Procédure contentieuse antérieure

La SAS Pourquery DMP a demandé au tribunal administratif de Lyon de prononcer la décharge des rappels de taxe sur la valeur ajoutée et des pénalités correspondantes qui lui ont été réclamés pour la période du 1er janvier 2014 au 31 décembre 2015.

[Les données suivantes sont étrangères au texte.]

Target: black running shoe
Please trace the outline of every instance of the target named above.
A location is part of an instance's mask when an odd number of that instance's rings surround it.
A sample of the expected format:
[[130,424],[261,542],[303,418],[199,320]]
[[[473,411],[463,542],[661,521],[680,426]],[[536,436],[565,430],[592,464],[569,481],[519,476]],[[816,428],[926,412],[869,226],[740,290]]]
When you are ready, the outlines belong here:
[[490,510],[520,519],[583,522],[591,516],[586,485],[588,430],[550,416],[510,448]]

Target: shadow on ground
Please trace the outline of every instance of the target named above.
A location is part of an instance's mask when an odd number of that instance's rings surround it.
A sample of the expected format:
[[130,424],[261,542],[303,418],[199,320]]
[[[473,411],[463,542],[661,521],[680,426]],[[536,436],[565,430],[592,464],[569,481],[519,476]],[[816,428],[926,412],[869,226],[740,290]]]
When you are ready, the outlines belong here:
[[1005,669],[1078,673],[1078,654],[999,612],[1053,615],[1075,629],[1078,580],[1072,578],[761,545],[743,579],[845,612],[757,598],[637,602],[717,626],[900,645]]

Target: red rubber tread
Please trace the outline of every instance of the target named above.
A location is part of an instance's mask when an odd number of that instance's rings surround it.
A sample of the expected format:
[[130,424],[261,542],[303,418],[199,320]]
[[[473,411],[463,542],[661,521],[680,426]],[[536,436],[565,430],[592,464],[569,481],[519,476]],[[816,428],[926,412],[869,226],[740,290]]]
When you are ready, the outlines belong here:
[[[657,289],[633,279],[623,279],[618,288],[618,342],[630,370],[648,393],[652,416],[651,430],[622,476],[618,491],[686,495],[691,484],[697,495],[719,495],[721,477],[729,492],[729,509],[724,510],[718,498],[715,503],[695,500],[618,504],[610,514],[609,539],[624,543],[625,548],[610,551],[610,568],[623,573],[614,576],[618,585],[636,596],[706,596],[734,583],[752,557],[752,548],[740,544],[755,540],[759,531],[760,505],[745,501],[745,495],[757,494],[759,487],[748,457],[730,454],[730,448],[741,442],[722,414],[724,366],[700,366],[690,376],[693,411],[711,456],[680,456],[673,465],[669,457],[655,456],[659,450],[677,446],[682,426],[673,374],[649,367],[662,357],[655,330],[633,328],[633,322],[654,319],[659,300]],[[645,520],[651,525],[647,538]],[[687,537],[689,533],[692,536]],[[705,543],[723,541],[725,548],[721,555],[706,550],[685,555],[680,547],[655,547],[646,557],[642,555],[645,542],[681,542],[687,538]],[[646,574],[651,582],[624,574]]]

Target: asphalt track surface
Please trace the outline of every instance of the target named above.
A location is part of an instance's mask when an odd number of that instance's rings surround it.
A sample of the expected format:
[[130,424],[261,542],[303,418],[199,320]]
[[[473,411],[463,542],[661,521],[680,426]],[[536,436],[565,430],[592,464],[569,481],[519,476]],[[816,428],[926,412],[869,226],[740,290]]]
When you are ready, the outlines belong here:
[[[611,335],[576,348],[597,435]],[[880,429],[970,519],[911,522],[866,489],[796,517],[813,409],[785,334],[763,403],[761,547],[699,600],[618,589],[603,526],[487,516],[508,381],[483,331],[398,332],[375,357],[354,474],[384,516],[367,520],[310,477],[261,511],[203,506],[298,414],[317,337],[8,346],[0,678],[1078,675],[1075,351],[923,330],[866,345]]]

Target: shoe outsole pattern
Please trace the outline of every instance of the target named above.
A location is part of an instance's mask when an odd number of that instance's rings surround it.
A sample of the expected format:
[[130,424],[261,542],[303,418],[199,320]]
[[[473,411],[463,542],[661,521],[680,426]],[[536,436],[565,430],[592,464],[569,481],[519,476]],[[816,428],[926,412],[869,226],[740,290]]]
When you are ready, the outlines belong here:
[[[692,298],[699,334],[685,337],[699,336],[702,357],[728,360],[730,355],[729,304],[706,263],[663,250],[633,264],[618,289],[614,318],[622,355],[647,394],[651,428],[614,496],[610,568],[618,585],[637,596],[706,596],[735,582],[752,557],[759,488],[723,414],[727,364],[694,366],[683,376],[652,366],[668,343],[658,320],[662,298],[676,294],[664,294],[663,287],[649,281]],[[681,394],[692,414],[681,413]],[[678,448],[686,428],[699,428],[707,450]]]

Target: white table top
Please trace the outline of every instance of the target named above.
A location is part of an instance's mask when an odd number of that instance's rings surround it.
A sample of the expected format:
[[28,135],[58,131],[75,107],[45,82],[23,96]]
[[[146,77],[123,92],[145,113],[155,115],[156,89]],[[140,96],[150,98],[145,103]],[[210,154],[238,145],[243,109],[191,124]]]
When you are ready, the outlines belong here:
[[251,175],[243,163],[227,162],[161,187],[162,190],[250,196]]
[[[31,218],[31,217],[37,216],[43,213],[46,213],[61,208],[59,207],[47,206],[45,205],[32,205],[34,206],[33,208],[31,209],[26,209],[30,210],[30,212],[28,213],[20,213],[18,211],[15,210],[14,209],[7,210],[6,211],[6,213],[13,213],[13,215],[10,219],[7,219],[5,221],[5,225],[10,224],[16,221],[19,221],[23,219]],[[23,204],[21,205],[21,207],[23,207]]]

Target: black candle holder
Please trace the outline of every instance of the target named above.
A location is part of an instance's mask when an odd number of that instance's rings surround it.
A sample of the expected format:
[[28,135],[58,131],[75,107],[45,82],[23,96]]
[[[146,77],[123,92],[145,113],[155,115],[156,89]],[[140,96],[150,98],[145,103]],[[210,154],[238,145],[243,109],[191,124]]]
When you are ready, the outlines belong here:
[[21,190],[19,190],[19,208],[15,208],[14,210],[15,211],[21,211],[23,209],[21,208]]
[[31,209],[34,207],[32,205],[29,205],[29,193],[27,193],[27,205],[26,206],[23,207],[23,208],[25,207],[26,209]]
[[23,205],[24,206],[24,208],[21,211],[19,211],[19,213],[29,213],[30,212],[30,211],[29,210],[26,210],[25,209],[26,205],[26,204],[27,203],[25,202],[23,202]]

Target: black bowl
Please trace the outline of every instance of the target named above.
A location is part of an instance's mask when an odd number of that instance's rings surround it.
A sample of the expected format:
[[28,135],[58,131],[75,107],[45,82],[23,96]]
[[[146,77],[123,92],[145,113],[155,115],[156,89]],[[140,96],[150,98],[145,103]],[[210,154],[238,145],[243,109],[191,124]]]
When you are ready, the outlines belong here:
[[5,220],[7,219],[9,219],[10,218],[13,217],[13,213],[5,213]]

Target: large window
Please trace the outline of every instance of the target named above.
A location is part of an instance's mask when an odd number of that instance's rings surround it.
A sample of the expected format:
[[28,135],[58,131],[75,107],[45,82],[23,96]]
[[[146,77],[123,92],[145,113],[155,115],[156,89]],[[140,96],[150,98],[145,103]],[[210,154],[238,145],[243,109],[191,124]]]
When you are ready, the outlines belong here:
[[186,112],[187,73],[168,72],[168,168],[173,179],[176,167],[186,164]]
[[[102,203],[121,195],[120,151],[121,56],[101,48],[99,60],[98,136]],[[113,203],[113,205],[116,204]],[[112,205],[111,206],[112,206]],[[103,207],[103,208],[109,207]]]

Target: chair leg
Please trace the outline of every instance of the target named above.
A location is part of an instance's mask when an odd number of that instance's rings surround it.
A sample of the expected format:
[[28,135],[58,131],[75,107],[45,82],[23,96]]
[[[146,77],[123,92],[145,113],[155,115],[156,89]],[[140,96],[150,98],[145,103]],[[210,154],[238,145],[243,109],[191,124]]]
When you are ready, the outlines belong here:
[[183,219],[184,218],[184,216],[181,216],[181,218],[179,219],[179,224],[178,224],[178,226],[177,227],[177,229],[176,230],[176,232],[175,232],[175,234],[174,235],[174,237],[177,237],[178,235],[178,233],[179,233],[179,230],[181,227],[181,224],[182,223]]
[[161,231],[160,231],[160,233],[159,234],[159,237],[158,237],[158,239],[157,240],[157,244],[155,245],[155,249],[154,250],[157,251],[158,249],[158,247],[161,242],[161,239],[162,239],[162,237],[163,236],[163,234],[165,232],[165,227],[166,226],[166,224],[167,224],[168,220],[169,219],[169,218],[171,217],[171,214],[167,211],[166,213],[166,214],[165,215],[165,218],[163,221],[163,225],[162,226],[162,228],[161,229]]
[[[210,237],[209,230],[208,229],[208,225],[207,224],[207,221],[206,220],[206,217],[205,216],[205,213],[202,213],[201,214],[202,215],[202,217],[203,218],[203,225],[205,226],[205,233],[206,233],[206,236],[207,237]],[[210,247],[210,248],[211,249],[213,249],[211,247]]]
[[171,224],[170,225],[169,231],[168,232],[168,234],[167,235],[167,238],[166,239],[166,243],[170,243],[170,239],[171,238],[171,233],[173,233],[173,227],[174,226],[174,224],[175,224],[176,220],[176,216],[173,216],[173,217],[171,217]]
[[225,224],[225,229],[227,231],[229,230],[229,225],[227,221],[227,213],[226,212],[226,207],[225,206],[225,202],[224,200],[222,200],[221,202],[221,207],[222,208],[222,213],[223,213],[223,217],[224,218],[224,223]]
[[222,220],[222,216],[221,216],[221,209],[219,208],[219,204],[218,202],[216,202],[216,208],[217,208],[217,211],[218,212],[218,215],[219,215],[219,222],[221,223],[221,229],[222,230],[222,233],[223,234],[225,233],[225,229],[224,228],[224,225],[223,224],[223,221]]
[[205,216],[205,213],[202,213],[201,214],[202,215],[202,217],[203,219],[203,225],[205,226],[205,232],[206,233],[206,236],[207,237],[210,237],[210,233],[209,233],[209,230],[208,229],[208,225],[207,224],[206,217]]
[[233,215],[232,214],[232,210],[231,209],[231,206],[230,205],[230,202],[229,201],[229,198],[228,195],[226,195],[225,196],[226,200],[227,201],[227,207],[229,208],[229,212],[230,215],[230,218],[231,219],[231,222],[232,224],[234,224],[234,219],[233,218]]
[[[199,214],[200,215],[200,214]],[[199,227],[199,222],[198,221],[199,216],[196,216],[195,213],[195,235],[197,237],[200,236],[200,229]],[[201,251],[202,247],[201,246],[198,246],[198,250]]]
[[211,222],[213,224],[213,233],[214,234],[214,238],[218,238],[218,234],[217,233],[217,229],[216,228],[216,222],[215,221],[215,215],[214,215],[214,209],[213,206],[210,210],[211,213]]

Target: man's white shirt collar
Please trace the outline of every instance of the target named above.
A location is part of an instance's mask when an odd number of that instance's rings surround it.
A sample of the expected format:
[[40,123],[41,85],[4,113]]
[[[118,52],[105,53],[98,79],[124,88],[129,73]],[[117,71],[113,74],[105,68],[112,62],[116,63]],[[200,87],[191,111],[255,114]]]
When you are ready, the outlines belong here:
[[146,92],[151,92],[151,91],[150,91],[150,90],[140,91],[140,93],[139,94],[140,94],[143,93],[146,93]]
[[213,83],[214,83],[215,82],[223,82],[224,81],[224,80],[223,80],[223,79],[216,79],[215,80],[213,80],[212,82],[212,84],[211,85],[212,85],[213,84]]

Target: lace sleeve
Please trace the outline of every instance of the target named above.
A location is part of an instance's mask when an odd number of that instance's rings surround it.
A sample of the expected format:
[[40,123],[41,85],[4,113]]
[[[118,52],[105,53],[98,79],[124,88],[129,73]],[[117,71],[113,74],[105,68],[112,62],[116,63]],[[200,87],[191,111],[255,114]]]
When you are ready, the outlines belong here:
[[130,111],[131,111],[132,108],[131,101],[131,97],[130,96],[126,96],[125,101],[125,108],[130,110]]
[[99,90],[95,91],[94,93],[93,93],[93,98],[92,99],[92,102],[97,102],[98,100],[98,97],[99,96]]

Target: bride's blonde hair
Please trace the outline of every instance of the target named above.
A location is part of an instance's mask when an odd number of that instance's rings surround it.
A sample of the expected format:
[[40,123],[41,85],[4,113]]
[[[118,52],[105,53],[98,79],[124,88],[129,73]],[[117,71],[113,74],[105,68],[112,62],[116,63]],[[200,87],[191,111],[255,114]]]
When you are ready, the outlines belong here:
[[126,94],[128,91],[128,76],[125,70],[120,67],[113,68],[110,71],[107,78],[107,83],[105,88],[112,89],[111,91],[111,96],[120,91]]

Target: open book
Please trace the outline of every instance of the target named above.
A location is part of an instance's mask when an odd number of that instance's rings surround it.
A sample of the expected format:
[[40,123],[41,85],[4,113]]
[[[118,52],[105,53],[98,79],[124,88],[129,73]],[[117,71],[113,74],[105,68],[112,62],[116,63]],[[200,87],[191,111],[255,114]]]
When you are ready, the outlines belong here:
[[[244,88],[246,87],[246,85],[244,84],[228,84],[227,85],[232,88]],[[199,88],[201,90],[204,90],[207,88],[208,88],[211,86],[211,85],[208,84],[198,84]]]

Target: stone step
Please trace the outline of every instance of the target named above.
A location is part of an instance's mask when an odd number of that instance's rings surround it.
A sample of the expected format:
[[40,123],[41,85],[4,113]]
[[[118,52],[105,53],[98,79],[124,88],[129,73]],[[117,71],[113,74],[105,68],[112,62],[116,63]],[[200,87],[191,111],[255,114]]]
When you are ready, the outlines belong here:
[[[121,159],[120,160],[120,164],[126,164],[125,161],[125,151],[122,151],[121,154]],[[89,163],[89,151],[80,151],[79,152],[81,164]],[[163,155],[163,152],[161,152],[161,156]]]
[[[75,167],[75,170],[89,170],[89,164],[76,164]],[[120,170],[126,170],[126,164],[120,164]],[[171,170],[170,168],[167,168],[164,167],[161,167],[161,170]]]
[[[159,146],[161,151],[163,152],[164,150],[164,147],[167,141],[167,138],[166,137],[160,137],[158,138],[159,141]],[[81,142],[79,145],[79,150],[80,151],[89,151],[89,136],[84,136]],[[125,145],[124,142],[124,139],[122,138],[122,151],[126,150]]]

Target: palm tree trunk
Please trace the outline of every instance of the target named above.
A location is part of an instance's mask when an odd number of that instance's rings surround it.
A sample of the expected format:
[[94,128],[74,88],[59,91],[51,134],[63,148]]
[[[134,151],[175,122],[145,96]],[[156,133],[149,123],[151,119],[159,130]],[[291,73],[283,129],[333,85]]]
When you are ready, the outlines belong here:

Par un jugement n° 2105026 du 18 octobre 2022, le tribunal administratif de Lyon a déchargé la SAS Pourquery DMP des rappels de taxe sur la valeur ajoutée mis à sa charge au titre des années 2014 et 2015 (article 1er) et a mis à la charge de l'État la somme de 1 400 euros à verser à la SAS Pourquery DMP en application des dispositions de l'article L. 761-1 du code de justice administrative (article 2).

Procédure devant la cour

Par une requête enregistrée le 25 novembre 2022, le ministre de l'économie, des finances et de la souveraineté industrielle et numérique demande à la cour :

1°) d'annuler les articles 1 et 2 de ce jugement du tribunal administratif du 18 octobre 2022 ;

2°) de remettre à la charge de la SAS Pourquery DMP les rappels de taxe sur la valeur ajoutée à concurrence de la somme globale de 1 446 093 euros.

Il soutient que :

- l'administration n'avait pas nécessairement à démontrer que l'acquéreur a tiré un bénéfice de la fraude, ces sociétés nouvellement créées sont devenues, le quatrième fournisseur de la SAS Pourquery DMP sur l'exercice 2014 en ce qui concerne la société Zeppelium et son deuxième fournisseur sur l'exercice 2015 en ce qui concerne la société Metalinium ; par ailleurs, ces opérations ont été effectuées à des conditions avantageuses ;

- la SAS Pourquery DMP n'a procédé à aucun commencement de recherches sur les sociétés Zeppelium et Metalinium avant novembre 2015, soit plus de deux ans après le début de ses relations commerciales avec ces sociétés ; ainsi, la société ne peut être regardée comme ayant pris les mesures qui pouvaient raisonnablement être exigées d'elle pour s'assurer que ses opérations n'étaient pas impliquées dans une fraude fiscale ;

- ces deux sociétés avaient le même représentant, ce qui aurait pu alerter la SAS Pourquery DMP, alors que plusieurs autres indices permettent d'établir qu'elle ne pouvait ignorer être impliquée dans un circuit de fraude à la taxe sur la valeur ajoutée de type " carrousel " ;

- le litige qui concerne la taxe sur la valeur ajoutée déductible ne relève pas de la compétence de la commission des impôts directs et des taxes sur le chiffre d'affaires ;

- les deux fournisseurs, qui n'ont reversé aucune taxe sur la valeur ajoutée au Trésor à raison de leurs ventes à la société SAS Pourquery DMP, doivent être regardés comme des fournisseurs défaillants au sens de la doctrine administrative.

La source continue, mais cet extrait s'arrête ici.